圭介が、両親に私の話をしていたなんて、思ってもいなかった。

「離婚してから数十年経つのに、一向に再婚する気配もなくて心配していたんです。でも恭子さん、あなたの話を圭介から聞いて、本当に嬉しかった。圭介を想ってくれる、相手が出来た事に。『近々、恭子を連れて行くから。本当にいい子なんだ』って手放しで喜んだ圭介の声を聞くのは始めてで…」
圭介の母親は、言葉を詰まらせた。


私は泣きながら、圭介の母親に謝った。
何度も何度も、謝った。


「今回の事件は、あなたのセイじゃないのよ、恭子さん。

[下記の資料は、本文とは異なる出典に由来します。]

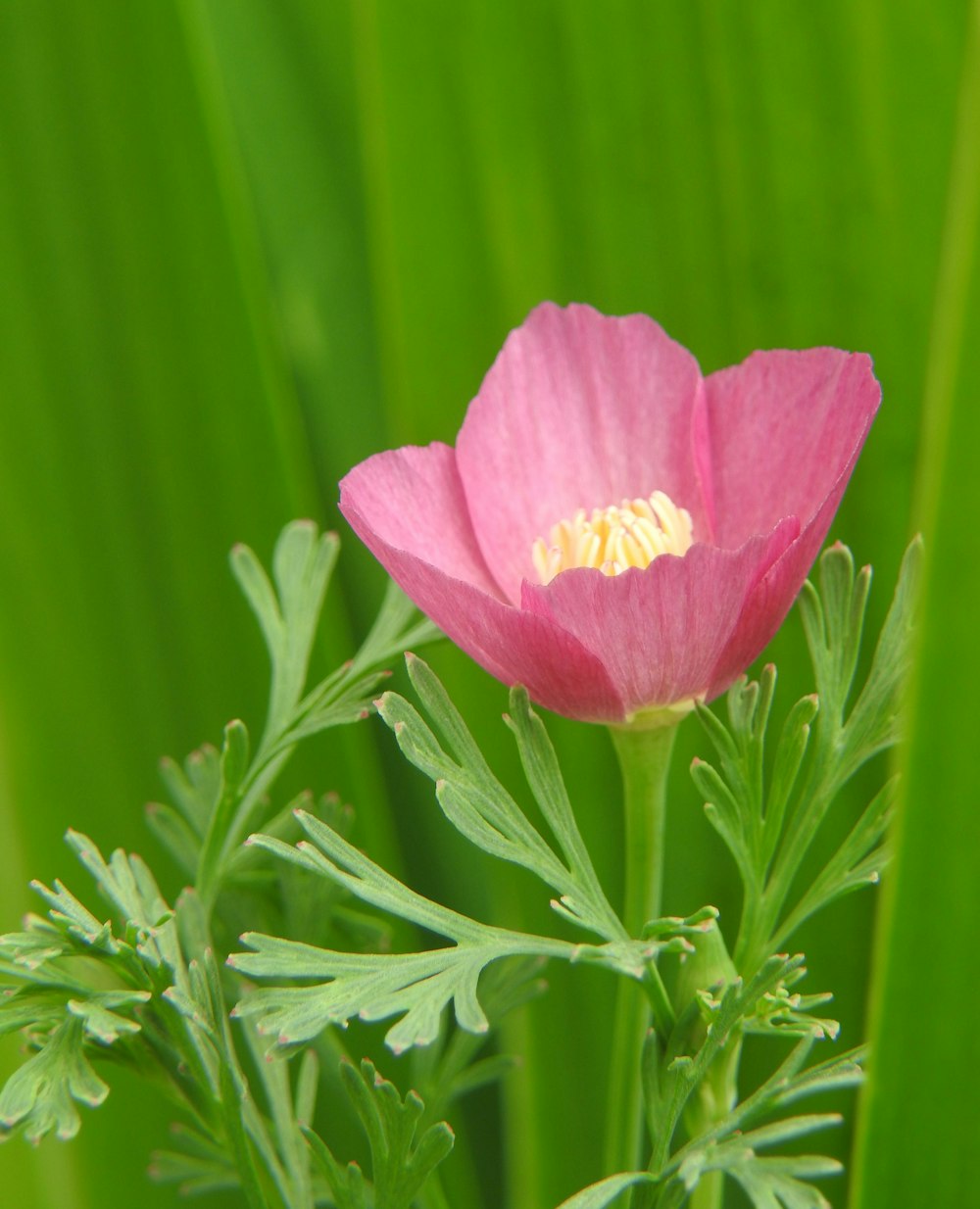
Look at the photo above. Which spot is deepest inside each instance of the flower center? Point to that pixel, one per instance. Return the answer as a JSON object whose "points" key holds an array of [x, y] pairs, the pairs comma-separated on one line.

誰も悪くない。ただ、たまたま運が悪かっただけ。でも、圭介も本望じゃなかったかしら…。愛する者を守り抜いたんだから。だから、恭子さん。あなたも圭介の分まで、しっかり生きて下さいね」
圭介の母親は、私の肩を抱いた。


私は涙を流しながら言葉にならずに、ただただ頷くばかりだった。